Monday, April 24, 2006

Developing Calluses

I received a guitar for Christmas. So, I've been learning to play. I've discovered some interesting things about playing the guitar, it uses muscles in your hand and arms in ways I don't usually use them. That creates some cramping at times. I also learned that I don't have the dexterity with my left hand that I want or thought I had. I've got some work to do to make my left hand do something different from my right at the same time (I had a hard time playing the piano because of this.)

But one of the things I hadn't thought about was how painful the tips of my fingers would be from holding down on those thin metal strings. I'd have to stop after a while and rest my hand. I'd wait a day and try again, but it was still painful. I learned to play through the pain (or at least pick and strum because I'm not sure you could call what I was doing, playing!). In the first couple of weeks something happened, the fingertips on my left hand started developing hard calluses in response to the work they were doing, and the pain of playing diminished. It was getting easier to play because of the calluses.

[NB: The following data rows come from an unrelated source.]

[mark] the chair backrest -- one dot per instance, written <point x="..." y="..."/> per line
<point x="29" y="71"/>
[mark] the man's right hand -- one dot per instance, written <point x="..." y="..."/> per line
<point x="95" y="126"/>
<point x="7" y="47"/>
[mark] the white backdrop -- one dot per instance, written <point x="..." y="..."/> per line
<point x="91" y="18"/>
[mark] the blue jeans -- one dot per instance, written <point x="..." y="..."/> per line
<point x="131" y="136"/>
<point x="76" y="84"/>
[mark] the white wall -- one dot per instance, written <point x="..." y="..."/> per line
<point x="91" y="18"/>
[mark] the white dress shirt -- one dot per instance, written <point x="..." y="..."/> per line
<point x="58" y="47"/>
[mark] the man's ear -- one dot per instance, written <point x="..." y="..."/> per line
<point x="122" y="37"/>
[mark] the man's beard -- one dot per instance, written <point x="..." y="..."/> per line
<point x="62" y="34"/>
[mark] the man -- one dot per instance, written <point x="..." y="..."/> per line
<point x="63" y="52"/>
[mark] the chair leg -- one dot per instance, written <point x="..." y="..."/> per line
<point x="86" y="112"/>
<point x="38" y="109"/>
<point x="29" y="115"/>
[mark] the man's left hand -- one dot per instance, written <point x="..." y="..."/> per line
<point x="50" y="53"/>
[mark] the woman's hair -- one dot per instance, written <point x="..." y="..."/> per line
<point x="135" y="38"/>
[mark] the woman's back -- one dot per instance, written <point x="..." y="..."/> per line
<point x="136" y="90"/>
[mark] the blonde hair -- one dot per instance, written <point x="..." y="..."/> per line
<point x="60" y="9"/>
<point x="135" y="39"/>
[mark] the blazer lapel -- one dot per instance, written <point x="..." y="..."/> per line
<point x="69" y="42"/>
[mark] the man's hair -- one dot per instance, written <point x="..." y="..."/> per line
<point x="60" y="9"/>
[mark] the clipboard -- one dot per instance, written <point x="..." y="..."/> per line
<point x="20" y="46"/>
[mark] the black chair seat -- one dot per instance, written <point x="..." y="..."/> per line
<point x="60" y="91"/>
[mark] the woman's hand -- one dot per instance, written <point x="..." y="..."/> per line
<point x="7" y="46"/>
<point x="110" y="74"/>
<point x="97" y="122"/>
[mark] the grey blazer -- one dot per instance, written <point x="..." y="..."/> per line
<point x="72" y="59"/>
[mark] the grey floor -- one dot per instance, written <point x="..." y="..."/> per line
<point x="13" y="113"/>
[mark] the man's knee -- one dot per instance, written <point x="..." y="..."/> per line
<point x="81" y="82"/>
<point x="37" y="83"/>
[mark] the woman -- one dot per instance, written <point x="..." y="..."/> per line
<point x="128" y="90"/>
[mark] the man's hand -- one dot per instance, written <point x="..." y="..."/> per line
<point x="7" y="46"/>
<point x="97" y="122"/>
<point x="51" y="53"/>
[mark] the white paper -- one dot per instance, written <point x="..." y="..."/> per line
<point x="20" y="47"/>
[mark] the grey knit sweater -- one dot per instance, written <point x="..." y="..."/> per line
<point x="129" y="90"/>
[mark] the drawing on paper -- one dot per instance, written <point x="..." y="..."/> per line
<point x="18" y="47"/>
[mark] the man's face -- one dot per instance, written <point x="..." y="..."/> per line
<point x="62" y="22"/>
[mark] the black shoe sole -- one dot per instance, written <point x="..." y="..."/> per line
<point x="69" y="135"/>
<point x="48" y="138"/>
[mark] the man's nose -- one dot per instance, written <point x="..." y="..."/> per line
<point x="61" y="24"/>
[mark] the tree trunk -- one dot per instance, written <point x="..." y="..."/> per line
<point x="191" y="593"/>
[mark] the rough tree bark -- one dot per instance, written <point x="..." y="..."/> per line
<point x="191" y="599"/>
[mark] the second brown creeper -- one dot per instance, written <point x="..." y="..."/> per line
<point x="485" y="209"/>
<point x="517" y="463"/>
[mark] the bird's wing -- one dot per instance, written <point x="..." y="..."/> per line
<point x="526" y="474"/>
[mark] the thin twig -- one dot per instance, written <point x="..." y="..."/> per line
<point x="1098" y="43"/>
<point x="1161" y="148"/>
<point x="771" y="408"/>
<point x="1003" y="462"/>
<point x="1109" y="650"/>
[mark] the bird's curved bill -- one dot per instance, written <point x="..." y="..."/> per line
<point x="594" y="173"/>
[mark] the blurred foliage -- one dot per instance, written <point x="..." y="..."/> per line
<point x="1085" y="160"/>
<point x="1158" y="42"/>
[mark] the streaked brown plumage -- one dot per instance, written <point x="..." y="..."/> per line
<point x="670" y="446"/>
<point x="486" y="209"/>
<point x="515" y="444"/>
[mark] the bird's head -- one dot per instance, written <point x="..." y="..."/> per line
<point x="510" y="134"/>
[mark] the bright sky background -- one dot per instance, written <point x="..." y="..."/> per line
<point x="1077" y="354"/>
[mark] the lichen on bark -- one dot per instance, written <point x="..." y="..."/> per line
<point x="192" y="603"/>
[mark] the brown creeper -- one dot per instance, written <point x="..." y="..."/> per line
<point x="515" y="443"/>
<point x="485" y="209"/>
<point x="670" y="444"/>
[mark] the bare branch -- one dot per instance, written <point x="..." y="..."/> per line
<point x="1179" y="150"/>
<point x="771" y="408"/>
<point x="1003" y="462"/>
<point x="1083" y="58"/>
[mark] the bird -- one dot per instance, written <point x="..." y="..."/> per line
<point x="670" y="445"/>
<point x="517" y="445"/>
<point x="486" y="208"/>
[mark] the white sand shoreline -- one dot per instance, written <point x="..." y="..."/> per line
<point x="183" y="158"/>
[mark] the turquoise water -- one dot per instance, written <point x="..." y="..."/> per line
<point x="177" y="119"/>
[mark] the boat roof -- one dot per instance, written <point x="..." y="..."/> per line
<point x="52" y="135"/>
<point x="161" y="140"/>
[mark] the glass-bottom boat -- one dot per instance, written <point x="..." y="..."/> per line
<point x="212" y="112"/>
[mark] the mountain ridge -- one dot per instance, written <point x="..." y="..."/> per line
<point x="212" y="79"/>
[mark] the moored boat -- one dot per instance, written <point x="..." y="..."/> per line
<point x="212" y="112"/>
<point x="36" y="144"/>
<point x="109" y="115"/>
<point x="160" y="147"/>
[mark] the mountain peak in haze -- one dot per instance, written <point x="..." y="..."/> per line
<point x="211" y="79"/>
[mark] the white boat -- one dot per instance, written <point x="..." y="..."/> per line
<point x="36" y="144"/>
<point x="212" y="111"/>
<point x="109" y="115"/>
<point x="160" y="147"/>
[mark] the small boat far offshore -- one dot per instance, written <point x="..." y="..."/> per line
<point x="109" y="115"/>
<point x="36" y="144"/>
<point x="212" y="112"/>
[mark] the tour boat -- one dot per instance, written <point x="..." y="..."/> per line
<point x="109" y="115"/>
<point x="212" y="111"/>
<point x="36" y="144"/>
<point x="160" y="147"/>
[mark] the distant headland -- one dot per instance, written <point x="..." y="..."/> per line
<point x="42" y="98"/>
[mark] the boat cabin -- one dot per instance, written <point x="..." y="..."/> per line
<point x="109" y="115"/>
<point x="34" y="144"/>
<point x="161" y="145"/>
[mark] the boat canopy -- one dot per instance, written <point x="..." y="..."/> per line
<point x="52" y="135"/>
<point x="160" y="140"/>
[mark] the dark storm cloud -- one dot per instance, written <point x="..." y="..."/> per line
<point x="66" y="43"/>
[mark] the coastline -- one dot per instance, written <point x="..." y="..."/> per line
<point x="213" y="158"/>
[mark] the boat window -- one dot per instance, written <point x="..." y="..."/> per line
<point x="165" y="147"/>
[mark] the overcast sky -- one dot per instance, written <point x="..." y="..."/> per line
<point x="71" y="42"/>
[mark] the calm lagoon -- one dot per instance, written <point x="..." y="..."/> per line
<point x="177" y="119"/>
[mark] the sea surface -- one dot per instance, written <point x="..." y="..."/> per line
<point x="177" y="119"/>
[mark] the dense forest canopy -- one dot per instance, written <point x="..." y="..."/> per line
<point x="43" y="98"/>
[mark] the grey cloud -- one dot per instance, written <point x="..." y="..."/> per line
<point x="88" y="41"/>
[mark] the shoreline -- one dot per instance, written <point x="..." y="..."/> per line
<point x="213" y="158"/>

Many of the calluses we develop not only on our fingers, but on our hands and our feet are there for our protection. They are created as a response to work that we do, to make it easier on our body. It's a defense mechanism.

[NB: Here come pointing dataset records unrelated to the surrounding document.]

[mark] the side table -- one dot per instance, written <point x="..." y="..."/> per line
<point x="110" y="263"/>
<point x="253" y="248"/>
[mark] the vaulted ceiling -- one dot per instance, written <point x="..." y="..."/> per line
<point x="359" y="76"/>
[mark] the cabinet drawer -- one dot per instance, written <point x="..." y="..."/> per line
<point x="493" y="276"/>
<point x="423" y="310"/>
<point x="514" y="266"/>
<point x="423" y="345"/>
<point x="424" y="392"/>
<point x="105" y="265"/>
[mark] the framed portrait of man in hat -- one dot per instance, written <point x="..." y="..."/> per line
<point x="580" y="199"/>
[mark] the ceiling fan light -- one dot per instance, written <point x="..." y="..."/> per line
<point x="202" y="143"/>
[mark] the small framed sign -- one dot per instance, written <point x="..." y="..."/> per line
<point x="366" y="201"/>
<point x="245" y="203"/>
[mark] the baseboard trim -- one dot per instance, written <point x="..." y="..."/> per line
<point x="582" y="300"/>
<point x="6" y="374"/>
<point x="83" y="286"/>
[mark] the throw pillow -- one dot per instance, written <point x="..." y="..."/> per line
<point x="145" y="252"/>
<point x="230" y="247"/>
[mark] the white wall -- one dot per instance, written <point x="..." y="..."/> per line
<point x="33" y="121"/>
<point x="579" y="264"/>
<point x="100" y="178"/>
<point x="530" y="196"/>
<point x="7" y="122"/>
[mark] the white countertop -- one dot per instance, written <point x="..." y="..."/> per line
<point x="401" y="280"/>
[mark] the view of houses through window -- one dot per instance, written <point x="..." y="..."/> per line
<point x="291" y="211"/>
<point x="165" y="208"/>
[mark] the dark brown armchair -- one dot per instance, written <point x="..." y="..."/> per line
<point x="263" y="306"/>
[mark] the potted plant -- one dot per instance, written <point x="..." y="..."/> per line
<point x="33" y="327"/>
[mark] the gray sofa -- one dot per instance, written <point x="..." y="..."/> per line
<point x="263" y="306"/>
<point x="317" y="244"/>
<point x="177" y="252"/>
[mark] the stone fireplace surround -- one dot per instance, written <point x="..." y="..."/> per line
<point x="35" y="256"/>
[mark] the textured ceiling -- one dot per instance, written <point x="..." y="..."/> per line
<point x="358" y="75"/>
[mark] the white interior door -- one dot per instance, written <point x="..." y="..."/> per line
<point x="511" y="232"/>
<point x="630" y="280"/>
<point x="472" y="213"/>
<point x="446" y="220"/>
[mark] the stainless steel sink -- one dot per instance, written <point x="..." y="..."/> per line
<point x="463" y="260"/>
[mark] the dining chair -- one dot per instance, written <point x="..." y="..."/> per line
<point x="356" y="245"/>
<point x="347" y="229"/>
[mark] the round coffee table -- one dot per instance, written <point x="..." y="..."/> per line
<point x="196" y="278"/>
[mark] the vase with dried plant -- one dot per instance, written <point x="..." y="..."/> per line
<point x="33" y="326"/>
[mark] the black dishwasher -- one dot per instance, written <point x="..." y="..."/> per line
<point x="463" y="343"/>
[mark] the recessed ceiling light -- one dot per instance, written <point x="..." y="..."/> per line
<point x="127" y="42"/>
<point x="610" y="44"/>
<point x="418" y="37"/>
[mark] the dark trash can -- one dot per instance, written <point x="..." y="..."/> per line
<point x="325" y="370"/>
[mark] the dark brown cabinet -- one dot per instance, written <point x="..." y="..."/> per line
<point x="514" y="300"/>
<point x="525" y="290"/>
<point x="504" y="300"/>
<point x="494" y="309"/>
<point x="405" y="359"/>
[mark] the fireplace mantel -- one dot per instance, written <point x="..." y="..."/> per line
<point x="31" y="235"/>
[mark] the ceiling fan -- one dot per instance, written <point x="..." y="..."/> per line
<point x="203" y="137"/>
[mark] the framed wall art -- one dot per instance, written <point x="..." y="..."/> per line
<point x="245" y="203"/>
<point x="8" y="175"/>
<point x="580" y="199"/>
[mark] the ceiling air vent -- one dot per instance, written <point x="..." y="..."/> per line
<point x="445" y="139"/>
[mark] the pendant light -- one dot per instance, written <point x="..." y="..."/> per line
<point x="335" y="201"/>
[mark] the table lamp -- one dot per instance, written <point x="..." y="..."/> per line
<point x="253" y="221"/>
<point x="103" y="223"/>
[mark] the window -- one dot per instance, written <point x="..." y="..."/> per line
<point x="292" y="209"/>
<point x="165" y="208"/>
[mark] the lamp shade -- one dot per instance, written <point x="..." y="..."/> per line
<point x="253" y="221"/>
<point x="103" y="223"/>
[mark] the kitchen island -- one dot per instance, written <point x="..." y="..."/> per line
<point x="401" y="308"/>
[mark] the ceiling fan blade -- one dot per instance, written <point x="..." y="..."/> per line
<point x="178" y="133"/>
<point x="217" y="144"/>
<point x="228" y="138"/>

But they create their own problems.

Calluses keep us from feeling.

As I played that guitar my fingers felt great, but as I typed on my computer or picked up stuff with my left hand, I didn't have the sensitivity to touch as I had before. I couldn't feel the same way. The calluses had created a barrier of protection.

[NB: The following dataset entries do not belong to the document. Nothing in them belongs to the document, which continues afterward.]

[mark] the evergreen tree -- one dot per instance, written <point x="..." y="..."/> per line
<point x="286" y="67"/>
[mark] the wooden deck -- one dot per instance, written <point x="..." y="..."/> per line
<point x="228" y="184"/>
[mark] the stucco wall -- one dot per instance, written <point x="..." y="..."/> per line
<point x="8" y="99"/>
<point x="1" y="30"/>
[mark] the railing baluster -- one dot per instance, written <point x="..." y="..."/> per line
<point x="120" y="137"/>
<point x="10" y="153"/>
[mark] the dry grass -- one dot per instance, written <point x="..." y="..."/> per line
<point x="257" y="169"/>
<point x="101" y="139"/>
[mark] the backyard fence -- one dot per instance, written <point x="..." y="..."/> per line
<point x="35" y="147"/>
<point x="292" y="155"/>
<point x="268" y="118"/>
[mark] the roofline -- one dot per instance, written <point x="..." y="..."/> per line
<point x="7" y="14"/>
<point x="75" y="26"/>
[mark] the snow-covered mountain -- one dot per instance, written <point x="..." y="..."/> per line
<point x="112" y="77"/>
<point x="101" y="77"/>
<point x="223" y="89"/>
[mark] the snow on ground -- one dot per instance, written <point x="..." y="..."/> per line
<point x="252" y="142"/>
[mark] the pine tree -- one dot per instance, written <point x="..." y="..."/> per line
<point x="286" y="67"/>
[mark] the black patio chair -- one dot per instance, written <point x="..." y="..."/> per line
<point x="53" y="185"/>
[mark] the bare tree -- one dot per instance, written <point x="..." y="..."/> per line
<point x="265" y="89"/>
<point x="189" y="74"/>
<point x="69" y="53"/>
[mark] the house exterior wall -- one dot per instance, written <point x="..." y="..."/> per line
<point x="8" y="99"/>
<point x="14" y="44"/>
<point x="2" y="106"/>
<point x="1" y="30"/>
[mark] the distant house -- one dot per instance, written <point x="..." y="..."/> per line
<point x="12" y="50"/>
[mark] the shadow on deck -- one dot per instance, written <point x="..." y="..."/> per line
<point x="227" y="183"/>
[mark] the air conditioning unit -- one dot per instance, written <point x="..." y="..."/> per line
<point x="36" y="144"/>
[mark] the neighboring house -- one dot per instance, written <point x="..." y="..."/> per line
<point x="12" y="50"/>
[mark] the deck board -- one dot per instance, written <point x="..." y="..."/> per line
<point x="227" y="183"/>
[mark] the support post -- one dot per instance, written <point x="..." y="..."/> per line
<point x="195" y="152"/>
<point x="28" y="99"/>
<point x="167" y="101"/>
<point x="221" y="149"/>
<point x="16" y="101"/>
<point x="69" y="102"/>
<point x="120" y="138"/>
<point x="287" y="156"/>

The same can happen to our hearts.

"So cut away the thick calluses from your heart and stop being so willfully hardheaded." (Deut. 10:16, The Message)

Just like other parts of our anatomy, the heart creates its own protection as it has been hurt. (I'm not talking about the muscle, but the spiritual heart we have.) As a part of our self-preservation programming, we put up barriers to keep our heart from feeling so that we don't have to feel disappointment or even love. If we've ever been hurt at all in our lives then we have calluses on our hearts. And If we find ourselves refusing to allow the love of God in to all parts of our lives it's because we still have them.

I heard a word this weekend that is so true, impact. We can be impacted by the love of God only to the degree we allow. We hold the controls over this. We can make and keep the calluses on our hearts or we can cut them away. We have this control.

And God wants in...to all parts of our heart. Calluses there are not helpful at all. We need to feel.

My guitar has sat on it's stand much more than it has been played recently, but the calluses have gone away and the feeling has come back to my fingertips. It looks like I've got some more pain to go through as I start playing again. But it's good pain and good calluses. It's the calluses of my heart I have to watch out for...

...so I can feel..and let God in completely!